Following on from the success in the capital, Matt Peet wasn’t done with proving people wrong.

Only two teams in the last decade have won their next match following a victory in the Challenge Cup final, but Wigan made it three teams with a comeback victory over Castleford Tigers.

Despite being behind at the interval, there was no stopping the second half riot from the Warriors who really turned on the style in front of the Channel 4 cameras.

Full of confidence and a certain swagger about their play, the Warriors headed into the season’s midpoint with an impressive win over Salford Red Devils, a victory which optimised the resilience and character that has been brought in by Peet and the new coaching set up.

With just a 6-0 lead at the break, Wigan had to remain patient to break the Salford defence down, but once they did, Field, Marshall and Bevan French showed their class at full potential with some wonderful link-up play earning French and Marshall respective places in round 15’s Super League ‘team of the week’.

Looking ahead to the remainer of the campaign, Wigan return to action with a home game with French side Toulouse before a trip to Wakefield Trinity which will be in preparation for Magic Weekend where Wigan face rivals St Helens for a third time this season.

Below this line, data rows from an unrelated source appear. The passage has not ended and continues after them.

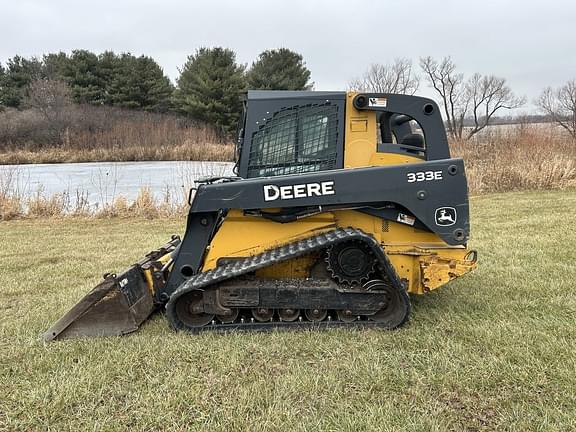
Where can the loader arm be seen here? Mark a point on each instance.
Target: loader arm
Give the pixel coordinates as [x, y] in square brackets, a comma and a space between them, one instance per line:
[388, 189]
[343, 204]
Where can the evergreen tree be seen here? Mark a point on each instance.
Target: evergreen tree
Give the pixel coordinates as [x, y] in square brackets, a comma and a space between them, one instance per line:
[138, 82]
[2, 86]
[86, 80]
[279, 69]
[210, 87]
[19, 73]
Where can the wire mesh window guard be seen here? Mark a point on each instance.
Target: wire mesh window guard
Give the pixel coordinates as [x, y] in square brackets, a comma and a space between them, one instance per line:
[295, 140]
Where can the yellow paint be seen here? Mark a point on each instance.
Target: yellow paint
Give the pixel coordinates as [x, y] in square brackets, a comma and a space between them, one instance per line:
[420, 258]
[361, 140]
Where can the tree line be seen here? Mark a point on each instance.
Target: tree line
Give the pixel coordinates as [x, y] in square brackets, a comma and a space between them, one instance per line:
[208, 88]
[465, 101]
[211, 82]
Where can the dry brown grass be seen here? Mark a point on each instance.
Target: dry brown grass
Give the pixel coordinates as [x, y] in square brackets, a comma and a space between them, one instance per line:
[108, 134]
[523, 157]
[519, 157]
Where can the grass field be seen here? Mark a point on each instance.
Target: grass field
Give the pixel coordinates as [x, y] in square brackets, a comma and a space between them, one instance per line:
[495, 350]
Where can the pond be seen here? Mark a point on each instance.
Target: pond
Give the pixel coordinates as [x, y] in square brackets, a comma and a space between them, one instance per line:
[100, 183]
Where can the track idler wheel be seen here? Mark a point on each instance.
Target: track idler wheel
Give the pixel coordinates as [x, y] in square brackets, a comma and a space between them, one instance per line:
[346, 316]
[316, 315]
[189, 310]
[350, 263]
[262, 314]
[288, 314]
[229, 317]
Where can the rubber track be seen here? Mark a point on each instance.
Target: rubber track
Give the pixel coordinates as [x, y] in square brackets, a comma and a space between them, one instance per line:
[282, 253]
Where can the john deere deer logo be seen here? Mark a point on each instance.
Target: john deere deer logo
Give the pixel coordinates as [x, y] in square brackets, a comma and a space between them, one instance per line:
[445, 216]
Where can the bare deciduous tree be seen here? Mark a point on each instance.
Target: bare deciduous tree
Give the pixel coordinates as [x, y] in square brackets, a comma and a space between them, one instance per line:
[480, 96]
[450, 86]
[52, 99]
[397, 77]
[486, 95]
[560, 105]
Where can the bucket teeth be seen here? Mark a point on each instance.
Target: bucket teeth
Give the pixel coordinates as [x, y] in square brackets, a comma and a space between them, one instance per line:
[117, 305]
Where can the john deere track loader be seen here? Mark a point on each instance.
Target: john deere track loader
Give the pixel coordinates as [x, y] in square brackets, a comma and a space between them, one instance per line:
[343, 204]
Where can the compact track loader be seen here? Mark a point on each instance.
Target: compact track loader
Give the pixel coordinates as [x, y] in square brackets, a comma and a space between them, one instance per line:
[343, 204]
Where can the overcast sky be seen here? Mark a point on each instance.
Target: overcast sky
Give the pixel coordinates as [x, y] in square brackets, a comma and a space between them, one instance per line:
[530, 43]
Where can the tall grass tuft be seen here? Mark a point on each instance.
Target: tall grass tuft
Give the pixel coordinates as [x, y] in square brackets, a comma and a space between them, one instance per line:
[108, 134]
[518, 157]
[522, 157]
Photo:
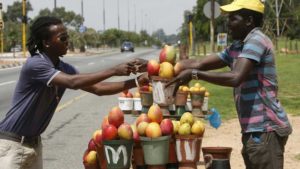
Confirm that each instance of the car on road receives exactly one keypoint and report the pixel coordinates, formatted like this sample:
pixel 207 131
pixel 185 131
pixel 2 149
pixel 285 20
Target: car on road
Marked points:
pixel 16 48
pixel 127 46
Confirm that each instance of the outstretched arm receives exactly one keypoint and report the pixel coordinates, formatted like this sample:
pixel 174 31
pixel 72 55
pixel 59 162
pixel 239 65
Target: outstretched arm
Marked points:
pixel 210 62
pixel 109 88
pixel 79 81
pixel 231 78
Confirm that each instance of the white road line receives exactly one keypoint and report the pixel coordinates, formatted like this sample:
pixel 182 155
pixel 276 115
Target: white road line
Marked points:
pixel 6 83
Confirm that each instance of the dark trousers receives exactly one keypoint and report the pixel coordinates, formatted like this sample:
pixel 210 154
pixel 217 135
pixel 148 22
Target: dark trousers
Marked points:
pixel 263 150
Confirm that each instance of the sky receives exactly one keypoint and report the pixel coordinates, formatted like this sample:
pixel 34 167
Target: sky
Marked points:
pixel 148 15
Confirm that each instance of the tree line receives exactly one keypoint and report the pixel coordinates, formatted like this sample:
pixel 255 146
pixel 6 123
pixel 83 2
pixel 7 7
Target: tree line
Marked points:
pixel 12 32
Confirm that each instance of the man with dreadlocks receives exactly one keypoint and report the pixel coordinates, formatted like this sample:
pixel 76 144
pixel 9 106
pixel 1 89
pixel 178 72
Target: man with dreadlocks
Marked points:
pixel 42 83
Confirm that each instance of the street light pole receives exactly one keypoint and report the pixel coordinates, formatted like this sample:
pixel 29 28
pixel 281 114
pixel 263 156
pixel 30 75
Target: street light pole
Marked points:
pixel 1 28
pixel 82 8
pixel 24 22
pixel 128 16
pixel 118 15
pixel 103 15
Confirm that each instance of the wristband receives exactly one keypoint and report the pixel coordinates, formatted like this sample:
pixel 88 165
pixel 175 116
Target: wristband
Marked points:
pixel 137 82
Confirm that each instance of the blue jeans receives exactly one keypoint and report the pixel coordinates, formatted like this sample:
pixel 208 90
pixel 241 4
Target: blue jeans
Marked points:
pixel 15 155
pixel 263 150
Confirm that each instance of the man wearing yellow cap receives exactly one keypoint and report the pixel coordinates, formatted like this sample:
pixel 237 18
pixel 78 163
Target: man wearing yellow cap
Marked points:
pixel 251 59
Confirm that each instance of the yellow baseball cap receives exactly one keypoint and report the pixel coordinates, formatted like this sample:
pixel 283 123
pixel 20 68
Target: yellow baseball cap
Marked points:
pixel 255 5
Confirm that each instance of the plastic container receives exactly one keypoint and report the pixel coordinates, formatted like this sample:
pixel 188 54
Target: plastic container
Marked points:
pixel 217 157
pixel 188 106
pixel 188 148
pixel 156 150
pixel 125 104
pixel 181 98
pixel 146 98
pixel 188 151
pixel 118 153
pixel 137 104
pixel 197 99
pixel 87 166
pixel 161 94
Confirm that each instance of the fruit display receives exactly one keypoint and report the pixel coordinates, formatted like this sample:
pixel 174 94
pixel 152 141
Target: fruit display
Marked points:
pixel 126 101
pixel 113 135
pixel 152 124
pixel 188 125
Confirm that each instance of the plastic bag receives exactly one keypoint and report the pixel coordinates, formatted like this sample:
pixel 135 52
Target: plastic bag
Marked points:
pixel 215 118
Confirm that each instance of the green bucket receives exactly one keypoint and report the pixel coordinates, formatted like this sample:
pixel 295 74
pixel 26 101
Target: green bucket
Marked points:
pixel 156 150
pixel 118 153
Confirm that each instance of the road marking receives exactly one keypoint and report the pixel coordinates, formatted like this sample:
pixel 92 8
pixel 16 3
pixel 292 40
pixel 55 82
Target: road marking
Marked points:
pixel 6 83
pixel 68 103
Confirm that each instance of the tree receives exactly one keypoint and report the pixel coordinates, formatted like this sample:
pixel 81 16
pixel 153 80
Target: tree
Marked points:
pixel 69 18
pixel 13 24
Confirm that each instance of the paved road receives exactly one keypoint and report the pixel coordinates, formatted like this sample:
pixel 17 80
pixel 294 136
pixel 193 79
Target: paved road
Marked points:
pixel 79 113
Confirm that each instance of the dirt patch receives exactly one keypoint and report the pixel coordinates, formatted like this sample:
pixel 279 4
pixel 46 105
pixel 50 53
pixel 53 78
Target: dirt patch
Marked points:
pixel 229 135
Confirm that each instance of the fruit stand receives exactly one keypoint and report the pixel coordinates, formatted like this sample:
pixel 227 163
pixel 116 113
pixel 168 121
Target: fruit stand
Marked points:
pixel 168 130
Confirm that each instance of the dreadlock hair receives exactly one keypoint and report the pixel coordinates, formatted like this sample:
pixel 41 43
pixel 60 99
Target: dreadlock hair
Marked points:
pixel 257 16
pixel 39 31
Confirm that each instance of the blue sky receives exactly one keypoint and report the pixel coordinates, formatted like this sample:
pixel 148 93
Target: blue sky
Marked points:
pixel 147 14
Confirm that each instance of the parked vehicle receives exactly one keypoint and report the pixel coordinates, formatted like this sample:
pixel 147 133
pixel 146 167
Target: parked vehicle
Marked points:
pixel 127 46
pixel 16 48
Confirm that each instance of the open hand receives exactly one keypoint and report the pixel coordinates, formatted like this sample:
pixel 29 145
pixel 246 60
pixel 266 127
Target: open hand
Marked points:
pixel 140 65
pixel 183 78
pixel 143 79
pixel 124 69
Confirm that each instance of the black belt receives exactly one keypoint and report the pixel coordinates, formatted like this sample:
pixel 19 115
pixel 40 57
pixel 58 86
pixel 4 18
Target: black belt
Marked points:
pixel 30 141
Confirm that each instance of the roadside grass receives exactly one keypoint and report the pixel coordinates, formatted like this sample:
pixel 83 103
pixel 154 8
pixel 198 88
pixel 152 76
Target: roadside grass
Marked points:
pixel 288 70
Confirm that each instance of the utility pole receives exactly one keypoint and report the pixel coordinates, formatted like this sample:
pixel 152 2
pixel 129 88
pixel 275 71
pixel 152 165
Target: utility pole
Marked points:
pixel 134 17
pixel 103 15
pixel 118 15
pixel 24 23
pixel 82 8
pixel 128 16
pixel 1 28
pixel 212 27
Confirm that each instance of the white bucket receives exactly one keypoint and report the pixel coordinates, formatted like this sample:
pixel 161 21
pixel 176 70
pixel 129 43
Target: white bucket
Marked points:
pixel 205 104
pixel 188 106
pixel 125 103
pixel 172 107
pixel 161 94
pixel 137 104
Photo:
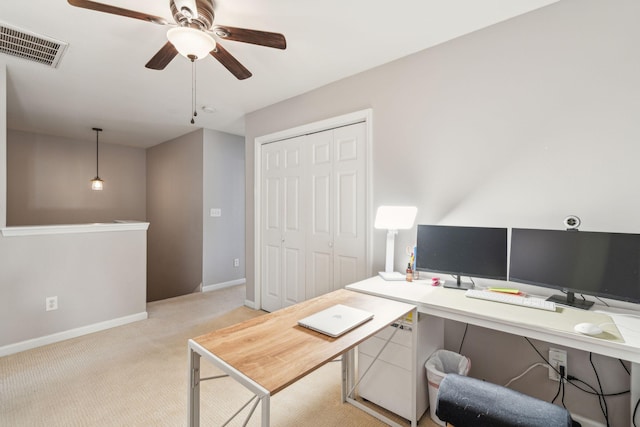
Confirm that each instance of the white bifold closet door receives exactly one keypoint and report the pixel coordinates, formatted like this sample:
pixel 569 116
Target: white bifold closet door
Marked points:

With three tough final games against Saints, Hull KR and Catalans respectively, the Wigan staff will know they can’t afford any mistakes in the fixtures they’re expected to win to allow for any mishaps in those three tough games to end the league season.

As far as expectations go, Matt Peet realises he has set a benchmark now after winning silverware at the first attempt, but the Wiganer is under no illusion that his side still has work to do in order to reach the height he wants his Wigan side to be at.


The goal has to be more silverware, that’s a part of the D.N.A that a Wigan Warriors side should always have, but if the first half of the season is anything to go by, it wouldn’t be too much of a surprise to see Peet holding another trophy in front of his hometown club’s fans before the year is out.